Queensland’s record $22.2 billion health budget will focus on recruiting frontline staff, building health infrastructure, reducing emergency and surgical wait times, and continuing to protect the state from COVID-19.
Queensland Health’s operating budget for 2021-22 is $20.885 billion, a 3.4 per cent increase on the 2020-21 financial year.
A $2 billion Hospital Building Fund will also be established to assist in meeting growth pressures across the health system.
Premier Annastacia Palaszczuk said Queensland COVID-19 Economic Recovery Budget would ensure the state’s public health system was well-resourced and financially sustainable to cope with current and future demand.
“During the global pandemic, the past 18 months have been extremely challenging for Queensland’s health system,” the Premier said.
“In addition to diverting resources to our COVID-19 response, we have also had to shoulder responsibilities such as quarantine and the largest mass vaccination program in the state’s history.
“This has not been unique to Queensland, other states have been dealing with similar situations.
“We have coped exceptionally well, thanks largely to the dedication and skill of our hard-working health workers.
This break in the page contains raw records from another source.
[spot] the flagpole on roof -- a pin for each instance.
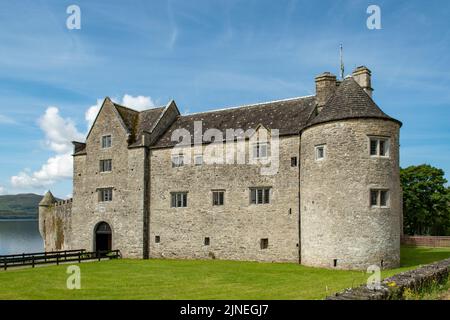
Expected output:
(342, 62)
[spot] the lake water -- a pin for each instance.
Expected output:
(19, 236)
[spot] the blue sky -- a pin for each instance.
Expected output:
(206, 55)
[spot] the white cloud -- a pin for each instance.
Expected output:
(59, 132)
(57, 168)
(138, 103)
(6, 120)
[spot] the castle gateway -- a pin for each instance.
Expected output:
(316, 182)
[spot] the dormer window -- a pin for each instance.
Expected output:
(379, 147)
(177, 161)
(320, 152)
(106, 165)
(260, 150)
(106, 142)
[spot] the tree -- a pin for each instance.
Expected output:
(426, 200)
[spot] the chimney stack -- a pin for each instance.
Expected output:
(362, 76)
(325, 88)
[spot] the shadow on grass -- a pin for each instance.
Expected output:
(413, 256)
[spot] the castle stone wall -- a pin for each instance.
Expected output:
(337, 221)
(55, 225)
(236, 228)
(125, 213)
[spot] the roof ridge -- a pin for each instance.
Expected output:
(134, 110)
(249, 105)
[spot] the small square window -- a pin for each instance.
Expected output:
(218, 198)
(198, 160)
(106, 165)
(379, 198)
(379, 147)
(260, 150)
(105, 195)
(264, 243)
(106, 141)
(260, 195)
(293, 161)
(177, 161)
(179, 199)
(320, 152)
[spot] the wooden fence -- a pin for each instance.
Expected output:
(54, 257)
(426, 241)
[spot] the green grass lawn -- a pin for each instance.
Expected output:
(191, 279)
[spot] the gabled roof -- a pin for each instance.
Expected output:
(138, 122)
(134, 122)
(288, 116)
(350, 101)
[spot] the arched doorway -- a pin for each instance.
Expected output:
(103, 237)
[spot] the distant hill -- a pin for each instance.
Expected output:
(20, 206)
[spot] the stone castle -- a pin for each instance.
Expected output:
(334, 200)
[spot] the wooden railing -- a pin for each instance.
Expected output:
(55, 257)
(426, 241)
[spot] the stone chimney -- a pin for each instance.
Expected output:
(362, 76)
(325, 88)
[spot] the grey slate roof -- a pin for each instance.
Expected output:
(138, 122)
(288, 116)
(350, 101)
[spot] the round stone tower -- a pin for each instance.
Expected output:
(350, 186)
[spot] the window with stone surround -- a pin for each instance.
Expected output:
(320, 152)
(260, 150)
(260, 195)
(198, 160)
(106, 141)
(218, 197)
(379, 198)
(379, 146)
(179, 199)
(264, 243)
(106, 165)
(105, 194)
(177, 161)
(293, 161)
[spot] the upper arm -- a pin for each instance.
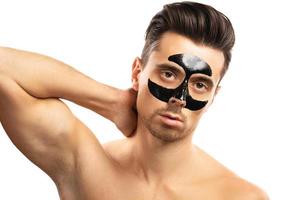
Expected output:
(240, 189)
(40, 128)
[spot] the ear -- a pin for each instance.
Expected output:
(135, 73)
(216, 92)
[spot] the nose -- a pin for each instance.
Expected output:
(177, 102)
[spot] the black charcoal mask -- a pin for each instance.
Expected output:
(191, 65)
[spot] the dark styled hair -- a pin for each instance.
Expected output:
(201, 23)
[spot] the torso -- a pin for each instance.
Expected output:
(117, 181)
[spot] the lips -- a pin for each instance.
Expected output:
(172, 116)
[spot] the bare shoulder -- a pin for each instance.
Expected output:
(236, 188)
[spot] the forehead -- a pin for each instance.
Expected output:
(173, 43)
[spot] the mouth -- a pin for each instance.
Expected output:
(172, 116)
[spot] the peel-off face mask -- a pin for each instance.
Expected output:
(192, 66)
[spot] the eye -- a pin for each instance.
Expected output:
(200, 86)
(168, 75)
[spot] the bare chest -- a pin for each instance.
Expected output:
(130, 189)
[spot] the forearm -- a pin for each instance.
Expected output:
(45, 77)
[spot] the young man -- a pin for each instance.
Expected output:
(186, 53)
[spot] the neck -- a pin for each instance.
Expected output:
(155, 160)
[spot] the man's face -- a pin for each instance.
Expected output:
(176, 86)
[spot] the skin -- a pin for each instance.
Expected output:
(157, 161)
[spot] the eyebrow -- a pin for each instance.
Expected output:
(166, 65)
(203, 78)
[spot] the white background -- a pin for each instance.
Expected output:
(253, 125)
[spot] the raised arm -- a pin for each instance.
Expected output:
(41, 125)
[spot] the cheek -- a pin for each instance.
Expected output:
(146, 102)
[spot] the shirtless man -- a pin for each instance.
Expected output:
(186, 53)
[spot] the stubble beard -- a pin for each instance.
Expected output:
(164, 132)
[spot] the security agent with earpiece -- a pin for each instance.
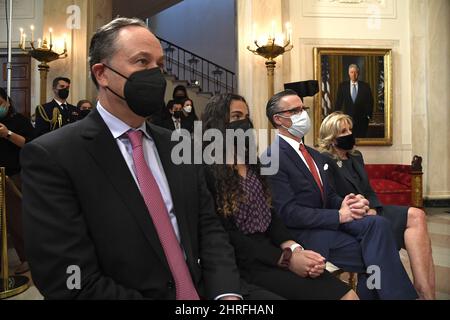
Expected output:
(58, 112)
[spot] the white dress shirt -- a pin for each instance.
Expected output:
(118, 129)
(296, 146)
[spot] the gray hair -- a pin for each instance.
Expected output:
(353, 66)
(103, 43)
(273, 106)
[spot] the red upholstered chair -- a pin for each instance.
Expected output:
(391, 183)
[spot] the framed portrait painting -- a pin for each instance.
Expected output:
(357, 82)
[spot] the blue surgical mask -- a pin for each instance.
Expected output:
(301, 124)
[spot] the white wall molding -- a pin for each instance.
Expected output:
(372, 9)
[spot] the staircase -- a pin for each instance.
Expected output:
(201, 77)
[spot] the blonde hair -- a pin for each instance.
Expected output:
(330, 129)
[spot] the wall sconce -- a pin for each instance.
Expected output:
(274, 47)
(43, 52)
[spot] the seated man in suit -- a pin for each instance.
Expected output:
(57, 113)
(339, 229)
(355, 98)
(107, 214)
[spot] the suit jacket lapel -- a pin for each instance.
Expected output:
(175, 179)
(295, 158)
(103, 148)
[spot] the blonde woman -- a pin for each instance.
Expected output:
(347, 175)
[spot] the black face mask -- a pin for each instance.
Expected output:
(178, 114)
(346, 142)
(144, 91)
(63, 93)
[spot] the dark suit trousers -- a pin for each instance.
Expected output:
(363, 243)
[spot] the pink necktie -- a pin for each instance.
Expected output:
(312, 167)
(155, 204)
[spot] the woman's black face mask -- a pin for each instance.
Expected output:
(144, 91)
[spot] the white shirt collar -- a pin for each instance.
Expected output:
(117, 127)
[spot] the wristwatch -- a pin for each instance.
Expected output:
(286, 258)
(295, 246)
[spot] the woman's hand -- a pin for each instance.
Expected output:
(307, 263)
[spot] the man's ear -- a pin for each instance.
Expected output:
(98, 71)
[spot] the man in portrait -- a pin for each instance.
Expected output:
(355, 98)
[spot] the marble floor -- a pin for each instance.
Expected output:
(438, 227)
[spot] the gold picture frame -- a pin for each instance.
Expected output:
(331, 69)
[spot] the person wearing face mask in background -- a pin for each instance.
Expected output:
(15, 131)
(337, 228)
(178, 96)
(182, 116)
(58, 112)
(104, 195)
(347, 175)
(266, 253)
(84, 108)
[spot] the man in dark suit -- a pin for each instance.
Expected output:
(355, 98)
(337, 228)
(107, 213)
(58, 112)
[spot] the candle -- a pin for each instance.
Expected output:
(273, 30)
(50, 31)
(32, 33)
(288, 32)
(21, 37)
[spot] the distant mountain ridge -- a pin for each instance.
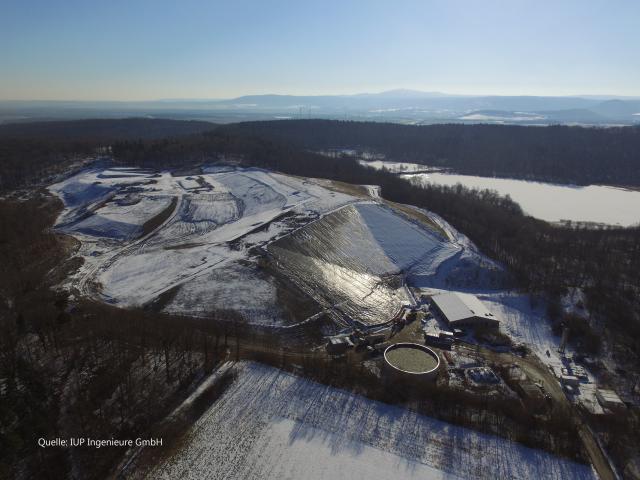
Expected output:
(398, 106)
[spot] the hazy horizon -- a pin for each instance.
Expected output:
(154, 50)
(363, 93)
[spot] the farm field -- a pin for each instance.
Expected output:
(270, 425)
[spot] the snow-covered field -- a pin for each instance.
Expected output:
(148, 233)
(144, 233)
(273, 425)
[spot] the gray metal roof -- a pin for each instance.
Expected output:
(461, 306)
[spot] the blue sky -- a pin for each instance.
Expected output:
(154, 49)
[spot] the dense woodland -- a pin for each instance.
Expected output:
(560, 154)
(69, 368)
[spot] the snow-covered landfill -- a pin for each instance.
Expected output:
(151, 234)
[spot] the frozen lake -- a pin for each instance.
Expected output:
(547, 201)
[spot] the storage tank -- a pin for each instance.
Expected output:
(411, 361)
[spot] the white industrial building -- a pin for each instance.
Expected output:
(463, 310)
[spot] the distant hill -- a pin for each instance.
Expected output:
(104, 129)
(397, 106)
(556, 153)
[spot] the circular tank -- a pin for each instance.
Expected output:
(411, 360)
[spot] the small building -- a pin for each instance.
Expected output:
(609, 399)
(463, 310)
(569, 380)
(338, 345)
(531, 394)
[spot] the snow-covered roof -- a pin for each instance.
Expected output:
(461, 306)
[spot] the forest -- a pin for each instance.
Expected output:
(559, 154)
(72, 367)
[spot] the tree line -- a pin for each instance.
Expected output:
(545, 258)
(557, 153)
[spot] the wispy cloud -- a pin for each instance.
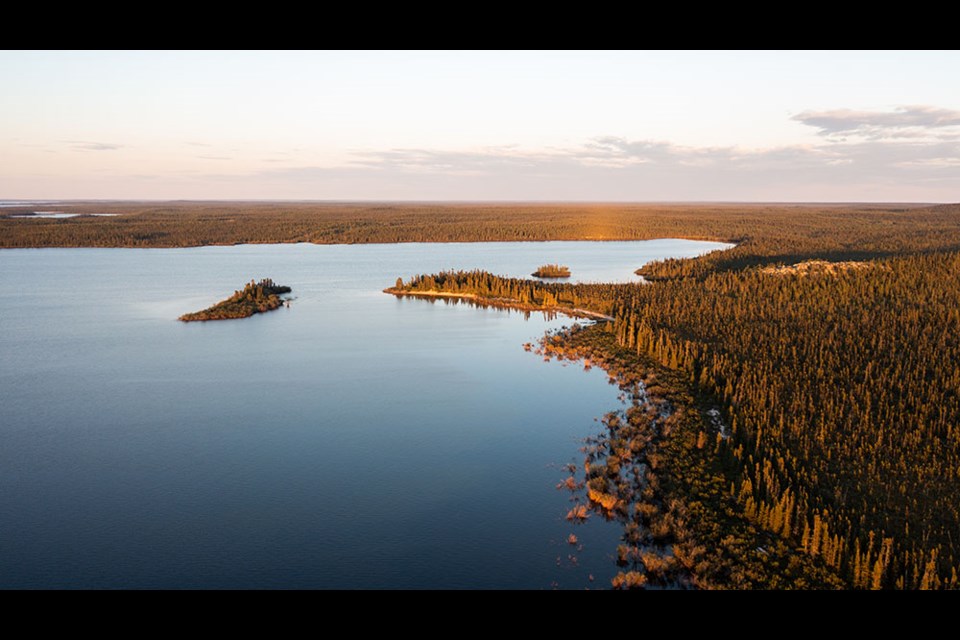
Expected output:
(84, 145)
(906, 121)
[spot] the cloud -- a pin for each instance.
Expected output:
(905, 121)
(80, 145)
(906, 154)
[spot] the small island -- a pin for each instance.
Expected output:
(256, 297)
(552, 271)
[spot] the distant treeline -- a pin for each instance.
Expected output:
(768, 231)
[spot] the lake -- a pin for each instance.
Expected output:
(352, 440)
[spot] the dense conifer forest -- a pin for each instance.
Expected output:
(811, 371)
(817, 404)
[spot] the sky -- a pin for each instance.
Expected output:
(486, 125)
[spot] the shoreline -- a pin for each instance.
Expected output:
(503, 303)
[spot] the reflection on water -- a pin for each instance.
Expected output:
(351, 440)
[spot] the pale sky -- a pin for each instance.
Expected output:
(436, 125)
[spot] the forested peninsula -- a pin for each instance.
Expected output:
(796, 406)
(255, 297)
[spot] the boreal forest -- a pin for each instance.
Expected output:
(812, 373)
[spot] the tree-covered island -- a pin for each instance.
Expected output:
(255, 297)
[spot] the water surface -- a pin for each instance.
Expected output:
(352, 440)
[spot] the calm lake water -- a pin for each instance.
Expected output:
(353, 440)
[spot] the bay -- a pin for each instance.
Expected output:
(352, 440)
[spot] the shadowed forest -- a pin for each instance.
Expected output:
(811, 371)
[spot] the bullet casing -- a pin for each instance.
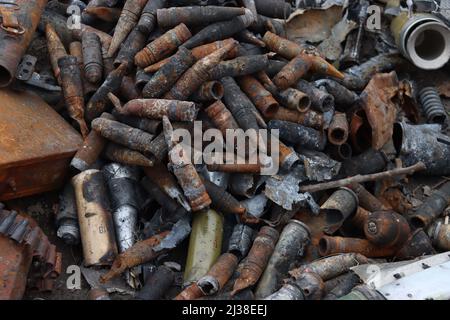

However, there is no denying the immense pressure this pandemic has placed on our hospitals, especially bed capacity.
“That’s why we are delivering a record health budget, one that invests in infrastructure and our workforce.
“This is a budget that will ensure our health system is efficient, sustainable and, most importantly, equipped to continue providing world-class health care to Queenslanders now and into the future.”
Minister for Health and Ambulance Services Yvette D’Ath said the budget would show health spending had grown again, on top of the increase last year to deal with COVID.
“That’s what Labor government’s do – deliver record health budgets,” Minister D’Ath said.
“More money for capital investment and more money to operate the health system means more jobs, right across Queensland.
“Queensland’s population is growing and ageing and there are more people using our services because they have abandoned private health insurance or don’t have access to bulk-billable healthcare.
“This record budget will help address this growth.
“We are investing in our clinical workforce, as per our promise to hire an extra 9475 frontline health staff, including 5800 nurses and midwives, 1500 doctors and 1700 new allied health professionals over four years.
“I’m happy to announce we’ll deliver even more paramedics as well, with an additional 60 paramedics on top of our commitment to deliver 475 new paramedics, taking the total to 535.
“The budget will contain investment in bricks-and-mortar projects, with a $1.352 billion capital spend, that will improve healthcare in communities across the entire state.
“I’m also pleased that there is further investment in initiatives that will make an impact on our surgery waiting lists and the backlog created at the peak of the pandemic last year.”
Minister D’Ath said the budget included $993.356 million for the Queensland Ambulance Service (QAS).
“Like hospitals, QAS has experienced extraordinary growth in demand, and our investment in more paramedics, stations and resources will help ensure our ambulance services are responsive to the community’s needs,” she said.